Another area of confusion for many providers is what qualifies as a brief intervention and how to deliver it. The brief intervention needs to focus on increasing the patient's knowledge, insights, and awareness when it comes to their own substance use and how it affects others. It should also support motivation in the patient to make behavioral changes. "It is always given in a nonjudgmental, supportive manner," Gonzalez said.

Though motivational interviewing is often discussed as though it's a brief intervention, it is actually the mechanism for delivering the intervention – not the intervention itself.

Gonzalez highly recommended that providers seek motivational interviewing training if they haven't already. He went on to caution attendees about behavior goals in interventions: They should be the patient's change goals, not the provider's, and the provider is there to facilitate the teen's clarification of those goals.

"It's very important to use those listening skills that we have and honor their decision-making and listen to their language in establishing their own goals," he said. It's also important to keep cultural relevance and respect in mind when delivering the intervention. He shared a chart showing the dominant and nondominant groups along various demographic cultural influences, including age, disability status, faith, race/ethnicity, indigenous heritage, socioeconomic status, national origin, gender and sexuality.

For example, the dominant age groups are the young and middle-aged while the nondominant are children and elderly. The dominant faith in the United States is Christian or secular, and the dominant sexuality is heterosexual; the corresponding nondominant groups would be non-Christian and nonheterosexual. It's important for providers to consider the child's needs within that entire behavioral context to understand where they're coming from.

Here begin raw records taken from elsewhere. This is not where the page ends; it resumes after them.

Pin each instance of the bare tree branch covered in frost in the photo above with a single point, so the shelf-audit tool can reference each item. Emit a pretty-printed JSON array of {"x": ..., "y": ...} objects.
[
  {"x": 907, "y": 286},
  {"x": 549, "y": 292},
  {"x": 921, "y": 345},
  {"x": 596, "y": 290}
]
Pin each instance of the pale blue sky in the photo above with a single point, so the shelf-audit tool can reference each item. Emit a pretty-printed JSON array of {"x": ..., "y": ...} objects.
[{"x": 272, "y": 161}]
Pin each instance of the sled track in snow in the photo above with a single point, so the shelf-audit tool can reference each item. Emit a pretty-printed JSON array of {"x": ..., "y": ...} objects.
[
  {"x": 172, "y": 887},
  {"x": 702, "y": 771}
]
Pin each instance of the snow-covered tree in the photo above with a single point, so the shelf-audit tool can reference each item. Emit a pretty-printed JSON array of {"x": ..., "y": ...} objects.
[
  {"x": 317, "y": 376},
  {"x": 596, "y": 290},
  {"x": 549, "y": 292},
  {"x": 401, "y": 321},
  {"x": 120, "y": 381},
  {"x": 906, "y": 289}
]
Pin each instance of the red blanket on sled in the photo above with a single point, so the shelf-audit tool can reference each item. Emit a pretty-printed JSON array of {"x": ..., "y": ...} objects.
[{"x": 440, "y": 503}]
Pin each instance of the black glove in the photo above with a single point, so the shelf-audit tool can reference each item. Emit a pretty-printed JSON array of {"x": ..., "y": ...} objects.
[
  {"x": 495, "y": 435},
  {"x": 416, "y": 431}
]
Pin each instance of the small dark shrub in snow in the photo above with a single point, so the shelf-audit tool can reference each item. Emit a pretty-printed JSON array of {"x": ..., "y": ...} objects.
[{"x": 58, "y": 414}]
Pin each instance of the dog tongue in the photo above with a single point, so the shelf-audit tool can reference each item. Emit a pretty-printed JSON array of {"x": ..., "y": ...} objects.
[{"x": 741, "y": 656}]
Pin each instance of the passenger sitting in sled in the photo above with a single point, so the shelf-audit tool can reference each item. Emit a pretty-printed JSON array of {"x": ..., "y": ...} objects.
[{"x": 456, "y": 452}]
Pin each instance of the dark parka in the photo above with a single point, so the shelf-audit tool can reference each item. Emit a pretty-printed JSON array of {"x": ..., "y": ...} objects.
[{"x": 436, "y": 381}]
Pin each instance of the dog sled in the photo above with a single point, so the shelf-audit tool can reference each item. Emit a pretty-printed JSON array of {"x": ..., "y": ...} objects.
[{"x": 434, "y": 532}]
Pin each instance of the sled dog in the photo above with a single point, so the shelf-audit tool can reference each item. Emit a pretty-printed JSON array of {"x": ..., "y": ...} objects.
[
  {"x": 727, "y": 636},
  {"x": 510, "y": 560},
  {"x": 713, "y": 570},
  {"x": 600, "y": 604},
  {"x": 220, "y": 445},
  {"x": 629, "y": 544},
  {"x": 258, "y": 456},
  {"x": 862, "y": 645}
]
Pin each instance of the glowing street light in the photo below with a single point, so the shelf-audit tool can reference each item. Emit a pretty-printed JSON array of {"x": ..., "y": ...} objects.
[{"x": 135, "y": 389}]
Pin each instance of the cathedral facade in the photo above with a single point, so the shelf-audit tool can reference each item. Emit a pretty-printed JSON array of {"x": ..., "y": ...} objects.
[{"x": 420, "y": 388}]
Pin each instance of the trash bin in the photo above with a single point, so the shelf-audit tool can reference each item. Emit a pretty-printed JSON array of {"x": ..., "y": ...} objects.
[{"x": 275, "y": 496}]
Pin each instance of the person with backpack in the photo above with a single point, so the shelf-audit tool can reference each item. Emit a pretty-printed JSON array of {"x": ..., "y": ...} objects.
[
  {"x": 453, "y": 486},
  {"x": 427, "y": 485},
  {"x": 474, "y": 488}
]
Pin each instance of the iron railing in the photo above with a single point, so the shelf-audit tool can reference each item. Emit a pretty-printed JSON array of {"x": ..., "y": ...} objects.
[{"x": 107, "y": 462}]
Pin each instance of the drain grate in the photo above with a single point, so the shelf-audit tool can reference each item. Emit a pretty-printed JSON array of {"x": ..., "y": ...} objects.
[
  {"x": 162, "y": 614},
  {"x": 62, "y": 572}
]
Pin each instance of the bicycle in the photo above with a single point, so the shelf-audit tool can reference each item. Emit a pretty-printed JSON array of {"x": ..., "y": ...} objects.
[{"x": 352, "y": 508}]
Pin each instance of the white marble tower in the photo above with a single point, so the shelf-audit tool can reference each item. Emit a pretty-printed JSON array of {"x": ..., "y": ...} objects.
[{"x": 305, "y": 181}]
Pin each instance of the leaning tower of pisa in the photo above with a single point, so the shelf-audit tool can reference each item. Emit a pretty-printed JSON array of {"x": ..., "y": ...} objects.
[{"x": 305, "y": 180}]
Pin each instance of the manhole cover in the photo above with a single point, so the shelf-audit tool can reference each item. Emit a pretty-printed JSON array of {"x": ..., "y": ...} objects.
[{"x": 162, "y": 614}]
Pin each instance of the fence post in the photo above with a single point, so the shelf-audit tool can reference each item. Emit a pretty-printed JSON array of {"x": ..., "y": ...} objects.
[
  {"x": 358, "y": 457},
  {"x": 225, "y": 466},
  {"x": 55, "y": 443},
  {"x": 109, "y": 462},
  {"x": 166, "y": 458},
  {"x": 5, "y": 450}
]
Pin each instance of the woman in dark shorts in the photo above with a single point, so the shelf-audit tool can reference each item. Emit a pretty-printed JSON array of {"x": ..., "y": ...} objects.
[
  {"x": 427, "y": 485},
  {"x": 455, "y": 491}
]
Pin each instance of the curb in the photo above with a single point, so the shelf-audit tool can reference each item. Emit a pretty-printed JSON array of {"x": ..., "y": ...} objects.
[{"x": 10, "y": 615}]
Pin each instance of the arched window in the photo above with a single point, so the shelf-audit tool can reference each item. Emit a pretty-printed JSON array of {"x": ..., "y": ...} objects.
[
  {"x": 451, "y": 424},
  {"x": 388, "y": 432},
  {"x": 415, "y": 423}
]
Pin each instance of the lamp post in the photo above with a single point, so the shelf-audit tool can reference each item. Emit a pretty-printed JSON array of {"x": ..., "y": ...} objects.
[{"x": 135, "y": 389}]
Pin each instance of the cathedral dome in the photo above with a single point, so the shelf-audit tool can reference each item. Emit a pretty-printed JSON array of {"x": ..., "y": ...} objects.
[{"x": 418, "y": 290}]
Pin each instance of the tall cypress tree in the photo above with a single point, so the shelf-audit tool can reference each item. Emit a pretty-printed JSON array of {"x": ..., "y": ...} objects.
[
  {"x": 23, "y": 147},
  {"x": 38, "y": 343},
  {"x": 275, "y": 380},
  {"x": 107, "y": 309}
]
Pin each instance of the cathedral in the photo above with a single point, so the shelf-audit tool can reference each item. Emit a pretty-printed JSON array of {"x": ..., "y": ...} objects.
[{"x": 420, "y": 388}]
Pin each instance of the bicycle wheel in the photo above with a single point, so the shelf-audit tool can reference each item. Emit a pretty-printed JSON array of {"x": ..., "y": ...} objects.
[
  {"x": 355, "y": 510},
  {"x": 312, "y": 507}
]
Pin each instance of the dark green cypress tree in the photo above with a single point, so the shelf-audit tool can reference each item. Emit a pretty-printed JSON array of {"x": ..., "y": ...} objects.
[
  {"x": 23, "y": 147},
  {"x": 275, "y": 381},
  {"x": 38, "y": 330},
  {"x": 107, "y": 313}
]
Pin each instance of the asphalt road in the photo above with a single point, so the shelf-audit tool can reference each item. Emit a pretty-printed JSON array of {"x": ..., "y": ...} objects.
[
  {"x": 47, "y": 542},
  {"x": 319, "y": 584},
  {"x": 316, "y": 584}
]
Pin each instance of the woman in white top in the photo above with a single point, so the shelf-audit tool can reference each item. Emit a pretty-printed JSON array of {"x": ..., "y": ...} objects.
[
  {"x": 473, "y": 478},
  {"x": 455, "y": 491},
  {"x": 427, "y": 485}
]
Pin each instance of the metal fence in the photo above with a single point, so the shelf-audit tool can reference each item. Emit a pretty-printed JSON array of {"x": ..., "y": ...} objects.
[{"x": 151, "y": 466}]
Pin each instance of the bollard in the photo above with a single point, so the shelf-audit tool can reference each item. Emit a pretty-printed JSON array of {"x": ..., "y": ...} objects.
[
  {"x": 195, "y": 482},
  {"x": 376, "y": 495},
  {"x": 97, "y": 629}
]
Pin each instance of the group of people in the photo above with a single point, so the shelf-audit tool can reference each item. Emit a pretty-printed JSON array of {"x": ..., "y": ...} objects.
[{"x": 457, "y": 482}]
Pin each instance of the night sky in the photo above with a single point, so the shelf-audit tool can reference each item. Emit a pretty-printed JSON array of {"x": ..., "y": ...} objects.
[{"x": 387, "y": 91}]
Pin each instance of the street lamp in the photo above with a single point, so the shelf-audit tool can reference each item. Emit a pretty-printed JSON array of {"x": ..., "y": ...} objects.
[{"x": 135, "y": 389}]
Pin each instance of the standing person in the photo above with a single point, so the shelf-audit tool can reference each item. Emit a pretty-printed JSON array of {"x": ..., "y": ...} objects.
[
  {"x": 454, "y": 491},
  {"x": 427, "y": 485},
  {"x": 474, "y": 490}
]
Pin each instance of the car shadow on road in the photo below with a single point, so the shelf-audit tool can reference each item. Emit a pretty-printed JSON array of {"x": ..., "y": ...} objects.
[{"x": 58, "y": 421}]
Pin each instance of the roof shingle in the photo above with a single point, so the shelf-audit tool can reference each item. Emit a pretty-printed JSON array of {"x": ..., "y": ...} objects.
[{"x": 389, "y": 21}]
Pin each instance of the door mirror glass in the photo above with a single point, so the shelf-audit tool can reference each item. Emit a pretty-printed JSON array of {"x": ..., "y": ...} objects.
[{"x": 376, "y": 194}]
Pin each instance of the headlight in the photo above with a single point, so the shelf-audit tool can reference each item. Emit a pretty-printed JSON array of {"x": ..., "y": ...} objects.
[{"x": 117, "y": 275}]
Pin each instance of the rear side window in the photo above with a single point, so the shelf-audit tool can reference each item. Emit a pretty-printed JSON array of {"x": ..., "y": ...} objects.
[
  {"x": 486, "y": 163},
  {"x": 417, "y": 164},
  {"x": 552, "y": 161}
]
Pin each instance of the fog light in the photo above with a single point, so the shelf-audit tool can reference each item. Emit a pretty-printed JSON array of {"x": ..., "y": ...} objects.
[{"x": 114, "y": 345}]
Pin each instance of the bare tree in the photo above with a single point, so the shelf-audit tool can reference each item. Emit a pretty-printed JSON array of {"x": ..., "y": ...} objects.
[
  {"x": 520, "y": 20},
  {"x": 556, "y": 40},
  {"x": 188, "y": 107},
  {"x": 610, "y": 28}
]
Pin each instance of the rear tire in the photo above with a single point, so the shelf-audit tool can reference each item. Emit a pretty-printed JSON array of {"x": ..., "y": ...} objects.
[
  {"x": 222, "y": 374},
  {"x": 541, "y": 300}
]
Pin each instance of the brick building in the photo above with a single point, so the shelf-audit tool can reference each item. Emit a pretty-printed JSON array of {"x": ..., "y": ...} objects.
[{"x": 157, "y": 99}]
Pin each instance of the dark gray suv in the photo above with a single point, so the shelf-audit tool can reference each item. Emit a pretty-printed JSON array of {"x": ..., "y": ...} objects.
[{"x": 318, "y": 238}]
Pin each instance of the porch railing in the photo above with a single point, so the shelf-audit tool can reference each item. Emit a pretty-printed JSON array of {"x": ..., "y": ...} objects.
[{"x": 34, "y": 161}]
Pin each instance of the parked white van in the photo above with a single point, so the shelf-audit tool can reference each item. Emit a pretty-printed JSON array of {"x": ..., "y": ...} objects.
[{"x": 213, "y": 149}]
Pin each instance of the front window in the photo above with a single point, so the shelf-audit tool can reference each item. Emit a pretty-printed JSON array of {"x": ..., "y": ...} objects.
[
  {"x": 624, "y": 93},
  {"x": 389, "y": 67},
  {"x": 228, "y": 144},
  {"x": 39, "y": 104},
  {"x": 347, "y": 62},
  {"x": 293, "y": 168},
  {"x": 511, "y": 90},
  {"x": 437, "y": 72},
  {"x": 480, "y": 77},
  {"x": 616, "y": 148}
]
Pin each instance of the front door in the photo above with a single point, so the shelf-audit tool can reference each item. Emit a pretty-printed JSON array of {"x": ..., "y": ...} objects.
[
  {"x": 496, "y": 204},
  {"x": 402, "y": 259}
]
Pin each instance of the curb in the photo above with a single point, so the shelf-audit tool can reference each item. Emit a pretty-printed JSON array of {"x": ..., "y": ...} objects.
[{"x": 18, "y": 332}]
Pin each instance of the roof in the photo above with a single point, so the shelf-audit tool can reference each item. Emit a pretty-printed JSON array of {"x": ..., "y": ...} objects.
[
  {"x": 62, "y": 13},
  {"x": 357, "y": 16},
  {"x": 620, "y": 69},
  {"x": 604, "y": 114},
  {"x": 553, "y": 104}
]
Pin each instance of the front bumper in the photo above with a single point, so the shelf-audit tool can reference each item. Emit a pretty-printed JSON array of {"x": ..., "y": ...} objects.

"Have you ever characterized a kid's situation with regard to substance use and diagnoses based on certain characteristics?" Gonzalez asked attendees. "We like to think that we don't, but research on diagnostic disparities indicates otherwise."

A way to help avoid this is to know who you are in the room and who you're with in terms of dominant and nondominant groups. "Oftentimes a kid's cultural make-up holds a big part of the answer to what they need," Gonzalez said. He provided the example of a patient who was witnessing domestic violence in the home. A key part to helping him meet his goal of reducing cannabis and alcohol use was understanding his relationship with his dad, his response to trauma, and his depression, all within his cultural and religious background.

Preserving the Medical Home

Finally, when it comes to referrals, consider what are you referring a patient for and whom are you referring them to because not all programs and all clinicians are created equal. Create, build, and maintain relationships with as many behavioral health clinicians and practices as you can, he advised.

Further, it's important to preserve the medical home, though that can require extra effort, particularly with children who have seen a lot of providers. Each physician will need to develop their own strategy for how to do this. Sometimes kids feel passed around and there's poor communication within programs, leaving kids and their families feeling unwelcome at your practice.

"No child is a hot potato," he said. Because they may feel like they're being bounced around among different providers, programs, emergency departments, facilities, and such, it's important to convey strongly that you want to continue to care for them.

"Whether we've been part of that or not, we become part of that," Gonzalez said. "They may think that you don't want to see them again. You want to keep them, and you might have to continue giving repeated messages. We sometimes we need to be very overt and repeat ourselves and say no, 'I really, really, really want you to come back. This is your home and I want you to come back.' "

Gonzalez and Khan have no disclosures.